En "une" du dernier Canard Enchaîné, un dessin de Pétillon : "la manif vue par les pédagogues au ministère de l'Education":
-le "chef": "Nous sommes confrontés à une déambulation horizontale dans un espace citadin autorisé"
-la secrétaire :"Avec expression orale et scripturale"
Ce type de jargon est maintes fois repris, par tous les "bords", à tous sujets, depuis l'immortel "référentiel bondissant" (le ballon) en EPS, qui a fait bien rire...
1.^pédagogie, ou "éléments de langage" ? Cette façon d'écrire, ou de parler, ,se rencontre partout, chaque jour. Dans la formule-"mère", le ballon n'est pas du tout vu pédagogiquement, mais sous l'angle "didactique" (encore un mot maudit). Bref rappel : la pédagogie est l'enseignement -ou l'éducation- vus sous l'angle des interactions enseignant-enseigné, et entre enseignés dans le groupe.Pour les curieux, le schéma d'Antoine Léon (Psychopédagogie des adultes, pUF, 1971, p.39) recense les "composantes de l'acte pédagogique". La didactique envisage les relations entre l'apprenant et la "matière" ou la "branche de pratique ou de savoir" qu'il étudié.
Sous l'appellation "éléments de langage", on met, aujourd'hui, les mots et expressions destinés à "faire mouche", dans une démarche de publicité, de conviction, de propagande, d''attaque et défense (judiciaires, par exemple). Les liens avec une "idéologie dominante"...ou de groupe sont faciles à apercevoir.Rendre "évident" l'usage du mot ou de l'expression, faire penser que " c'est la meilleure, ou la seule, façon de le dire"", et que nul ne peut en nier la réalité ou l'importance.
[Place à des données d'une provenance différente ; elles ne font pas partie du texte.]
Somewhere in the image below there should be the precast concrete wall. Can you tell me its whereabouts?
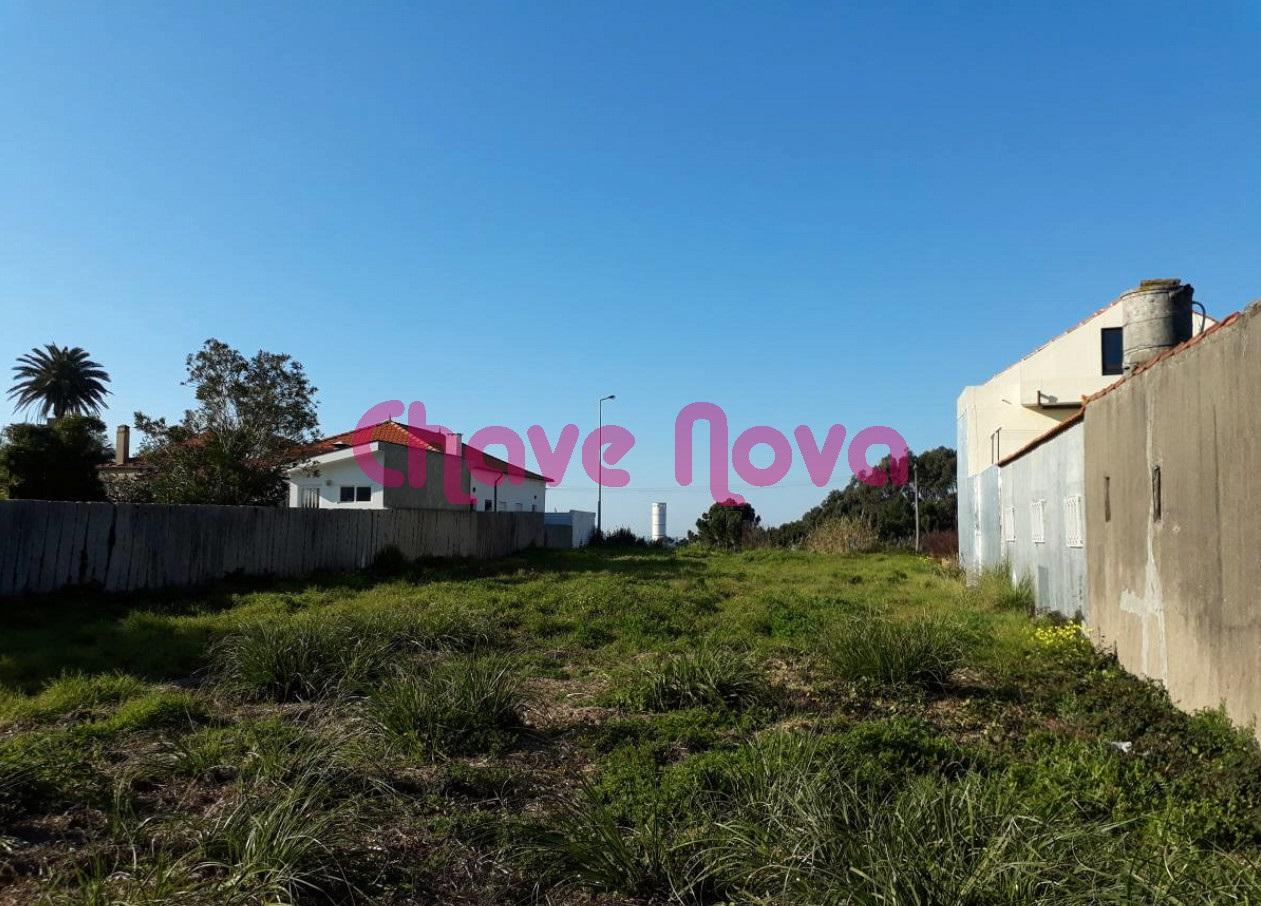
[0,501,545,597]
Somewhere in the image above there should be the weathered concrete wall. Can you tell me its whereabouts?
[1086,304,1261,724]
[958,466,1002,575]
[999,421,1088,617]
[0,501,543,596]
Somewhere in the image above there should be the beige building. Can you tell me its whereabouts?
[955,285,1212,570]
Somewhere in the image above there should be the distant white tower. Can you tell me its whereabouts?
[652,503,666,541]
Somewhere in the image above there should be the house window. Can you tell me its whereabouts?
[1029,500,1047,544]
[1064,495,1086,548]
[1100,327,1124,375]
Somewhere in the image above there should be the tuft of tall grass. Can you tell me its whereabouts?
[211,607,499,702]
[369,655,523,758]
[820,615,972,689]
[198,760,363,903]
[518,785,692,902]
[802,516,880,554]
[211,613,390,702]
[968,563,1037,616]
[629,645,770,710]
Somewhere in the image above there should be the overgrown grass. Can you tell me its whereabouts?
[820,615,976,689]
[371,655,523,758]
[0,546,1261,906]
[625,645,770,710]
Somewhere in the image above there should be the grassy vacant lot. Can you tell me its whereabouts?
[0,550,1261,906]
2."l'évidence", ou la tromperie? Bien sûr, il est parfois difficile de les distinguer, ou d'en évaluer les parts respectives . Et, au-delà, d'analyser de façon critique "l'évidence" (l'évidence, c'est que la Terre ne tourne pas, et que nous ,n'avons pas la tête en bas)..Difficile, aussi, de décrypter des "discours d'expert", autrement que par "traduction spontanée" en mots et idées de tous les jours. Une vigilance linguistique étendue et réfléchie n'est pas le fait de chacun, en permanence ...nous pouvons toujours nous tromper, et:/ou être trompés. L'autorité de ceux qui émettent le message, l'importance accordée à ce qui y est évoqué, l'urgence ou non d'y réagir (réelle ou ressentie), pèsent autant que les compétences linguistiques personnelles en la matière...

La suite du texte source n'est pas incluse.